If you keep in mind that we are NEVER running to the store to buy more diapers or worrying about how many diapers we have, plus the fact that we paid $250 for 3 months' worth of diapers (we'll get more when he's put on more weight...those will last us the next 3 years), I think we're coming out on top.

Plus, the cloth diapers are cute. We have a cow print one and some pretty blue ones. We have one with guitars on it! Plus plus the snappis we use to hold the diapers shut beneath the rubber pants double as swaddling fasteners so MW can't break free in the night.
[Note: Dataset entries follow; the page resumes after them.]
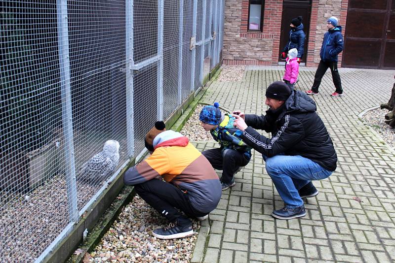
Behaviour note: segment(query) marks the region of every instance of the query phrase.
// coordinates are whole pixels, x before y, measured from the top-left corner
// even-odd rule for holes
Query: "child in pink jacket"
[[[298,50],[292,48],[288,51],[288,58],[285,60],[286,61],[285,73],[282,79],[289,87],[291,91],[294,89],[299,72],[299,64],[298,63],[296,57],[297,55]]]

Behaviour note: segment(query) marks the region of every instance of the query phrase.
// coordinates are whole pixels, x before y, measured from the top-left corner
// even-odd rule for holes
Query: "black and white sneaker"
[[[160,239],[172,239],[192,235],[194,230],[189,219],[179,217],[168,226],[154,230],[152,234]]]
[[[232,179],[232,181],[229,183],[224,183],[223,182],[221,182],[221,186],[222,188],[223,191],[225,191],[230,187],[233,187],[235,185],[236,185],[236,182],[235,182],[235,177],[233,177]]]

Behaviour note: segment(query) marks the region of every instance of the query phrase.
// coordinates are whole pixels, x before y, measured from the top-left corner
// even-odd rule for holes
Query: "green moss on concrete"
[[[113,203],[106,210],[94,228],[88,233],[85,240],[79,248],[79,255],[73,255],[67,261],[68,263],[82,262],[85,253],[92,252],[100,242],[114,221],[118,218],[124,206],[128,204],[134,197],[134,188],[125,186]]]

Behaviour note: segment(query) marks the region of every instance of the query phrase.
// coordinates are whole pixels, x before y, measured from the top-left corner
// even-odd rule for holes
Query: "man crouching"
[[[215,171],[187,137],[166,131],[163,122],[155,123],[145,143],[151,154],[126,171],[125,184],[134,185],[137,194],[170,222],[153,231],[155,236],[170,239],[192,235],[191,220],[179,210],[200,221],[207,218],[221,198]]]

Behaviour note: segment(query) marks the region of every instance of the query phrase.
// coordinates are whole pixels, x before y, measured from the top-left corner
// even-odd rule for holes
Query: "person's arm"
[[[158,148],[147,159],[128,169],[123,177],[125,185],[135,185],[167,173],[168,158],[164,149]]]
[[[343,35],[341,33],[336,34],[335,39],[333,40],[335,44],[335,48],[332,50],[331,55],[332,56],[337,56],[342,52],[343,48]]]
[[[249,146],[268,157],[283,153],[305,136],[304,129],[300,122],[290,118],[289,115],[286,115],[284,118],[282,126],[271,138],[261,135],[250,127],[243,131],[240,137]]]
[[[263,130],[269,132],[272,128],[271,125],[268,119],[267,115],[261,116],[255,114],[245,114],[245,124],[254,129]]]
By this point, we know which kinds we like the best, too, so when he weighs more we can buy diapers we really love and, since he'll excrete fewer times per day, we'll do even less dunking and laundry.

Bottom line, I feel happy about my choice. Yes, it's work. But I'm doing laundry all the time now anyway and Miles gets to look super damn cute rocking his stylish dipes (as people in the know call them).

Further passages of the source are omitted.